Intervention de Vincent Segouin

Réunion du 23 octobre 2019 à 15h00
Changement d'assurance emprunteur — Adoption d'une proposition de loi dans le texte de la commission modifié

Photo de Vincent SegouinVincent Segouin :

Madame la présidente, madame la secrétaire d’État, mes chers collègues, depuis le 1er janvier 2018, les emprunteurs peuvent résilier l’assurance décès de leur crédit immobilier pour faire jouer la concurrence et diminuer les coûts.

Plus d’un an après, le résultat espéré n’est pas à la hauteur. Après analyse du marché, on s’aperçoit que les banques ont usé de tous les moyens possibles pour dissuader leurs clients de partir. Seul un public averti y a eu recours. Les moyens employés par ces mêmes banques n’ont d’ailleurs pas tous été loyaux…

Nous ne comprenons pas pourquoi les « bancassureurs » réclament, d’un côté, la loi Hamon sur les contrats d’assurance de particuliers, sous couvert du bien du consommateur, et, de l’autre, refusent l’amendement Bourquin sur les contrats emprunteurs.

Dès 2017, la fédération des banques s’est opposée en contestant, auprès du Conseil constitutionnel, la validité des mesures adoptées par la loi. Elle a aussi combattu les recommandations sur les bonnes pratiques à adopter fixées par l’ACPR. Ces démarches ont été infructueuses, mais elles auront permis aux banques de gagner du temps pour organiser la défense de leur portefeuille.

Assez vite, par le jeu de la concurrence, les clients ont compris qu’ils avaient souscrit un contrat groupe collectif avec un taux unique, quel que soit l’âge des souscripteurs, alors qu’ils pouvaient avoir un contrat individuel fondé sur l’âge des souscripteurs et sur leur situation.

Le contrat collectif est donc très lucratif pour les banques. Nous comprenons pourquoi ces dernières ont craint l’ouverture du marché.

Pour décourager les clients, mais aussi la concurrence, elles ont utilisé différentes méthodes : contestation de la date de résiliation, absence de réponse aux résiliations, demandes de garanties parfois injustifiées – perte d’emploi ou invalidité sur des prêts immobiliers locatifs –, chantage à la majoration des taux d’emprunt si l’assurance n’est pas adossée…

Toutefois, il faut le dire, c’est surtout l’incroyable méconnaissance de cette loi par les emprunteurs qui profite aux banques. Telle est la raison d’être de la proposition de loi de M. Bourquin.

Je ne puis qu’être favorable à son article 1er, qui fixe, comme pour tout contrat d’assurance, une date d’échéance à prendre en compte pour l’exercice du droit de résiliation.

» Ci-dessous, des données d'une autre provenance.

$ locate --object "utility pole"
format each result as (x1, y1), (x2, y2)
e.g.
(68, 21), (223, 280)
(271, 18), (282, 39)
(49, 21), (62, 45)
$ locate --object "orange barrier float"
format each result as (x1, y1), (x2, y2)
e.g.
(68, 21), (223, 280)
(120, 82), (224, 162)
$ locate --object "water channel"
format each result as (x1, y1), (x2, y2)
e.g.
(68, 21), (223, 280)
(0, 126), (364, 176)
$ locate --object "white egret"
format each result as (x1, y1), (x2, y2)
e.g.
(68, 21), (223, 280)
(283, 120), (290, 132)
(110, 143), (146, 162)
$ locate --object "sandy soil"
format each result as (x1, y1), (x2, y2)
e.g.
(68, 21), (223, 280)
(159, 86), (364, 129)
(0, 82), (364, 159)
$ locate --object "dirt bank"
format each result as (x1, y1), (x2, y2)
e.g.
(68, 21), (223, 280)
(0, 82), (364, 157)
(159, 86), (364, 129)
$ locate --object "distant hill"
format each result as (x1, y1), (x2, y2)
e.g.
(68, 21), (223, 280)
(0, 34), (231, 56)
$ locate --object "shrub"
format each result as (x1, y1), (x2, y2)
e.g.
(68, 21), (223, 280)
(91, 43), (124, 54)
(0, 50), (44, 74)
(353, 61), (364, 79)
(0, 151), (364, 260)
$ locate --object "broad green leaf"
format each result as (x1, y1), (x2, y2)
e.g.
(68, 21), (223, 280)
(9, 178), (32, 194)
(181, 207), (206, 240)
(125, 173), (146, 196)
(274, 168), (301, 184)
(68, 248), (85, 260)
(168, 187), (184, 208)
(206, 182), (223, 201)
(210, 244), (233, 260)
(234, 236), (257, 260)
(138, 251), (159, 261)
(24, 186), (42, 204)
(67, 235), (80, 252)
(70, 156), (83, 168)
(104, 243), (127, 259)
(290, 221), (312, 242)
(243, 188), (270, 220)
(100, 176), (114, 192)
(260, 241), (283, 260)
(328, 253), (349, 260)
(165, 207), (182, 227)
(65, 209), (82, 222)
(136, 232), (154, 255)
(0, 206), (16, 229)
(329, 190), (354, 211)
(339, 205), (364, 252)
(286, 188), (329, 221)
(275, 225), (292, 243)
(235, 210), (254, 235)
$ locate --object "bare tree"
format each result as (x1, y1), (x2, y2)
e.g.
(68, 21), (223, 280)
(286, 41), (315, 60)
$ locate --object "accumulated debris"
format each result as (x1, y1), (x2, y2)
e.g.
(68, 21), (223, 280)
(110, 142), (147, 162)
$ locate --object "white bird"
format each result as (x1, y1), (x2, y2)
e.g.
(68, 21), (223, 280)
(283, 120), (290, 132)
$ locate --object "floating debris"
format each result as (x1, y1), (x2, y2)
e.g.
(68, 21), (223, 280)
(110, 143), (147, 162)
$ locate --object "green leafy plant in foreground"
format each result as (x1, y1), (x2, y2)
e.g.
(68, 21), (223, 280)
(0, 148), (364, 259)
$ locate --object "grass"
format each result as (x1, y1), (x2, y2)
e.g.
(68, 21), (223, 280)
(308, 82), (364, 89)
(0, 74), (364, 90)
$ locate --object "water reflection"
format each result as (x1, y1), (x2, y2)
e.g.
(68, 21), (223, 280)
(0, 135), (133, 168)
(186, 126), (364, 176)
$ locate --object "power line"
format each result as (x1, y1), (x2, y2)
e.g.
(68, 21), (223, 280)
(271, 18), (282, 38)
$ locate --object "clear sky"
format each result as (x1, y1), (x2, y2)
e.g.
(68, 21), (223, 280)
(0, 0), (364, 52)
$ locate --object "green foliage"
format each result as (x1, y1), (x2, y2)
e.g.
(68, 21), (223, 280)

Cette disposition est indispensable pour éviter à l’avenir les litiges et contentieux sur les résiliations.

Sur l’article 2, j’ai émis de fortes réserves, considérant qu’il était compliqué pour l’assureur d’adresser un courrier spécifiant la date d’échéance, le délai et les modalités ; considérant, aussi, que c’était contraire au bon fonctionnement d’une société commerciale.

De fait, la mise en place de ces documents d’information va contraindre l’assureur à revenir chaque année sur le contrat, à renégocier les conditions et à augmenter ses frais de gestion, ce qui peut faire perdre une partie du bénéfice de la réduction des coûts attendue par les emprunteurs.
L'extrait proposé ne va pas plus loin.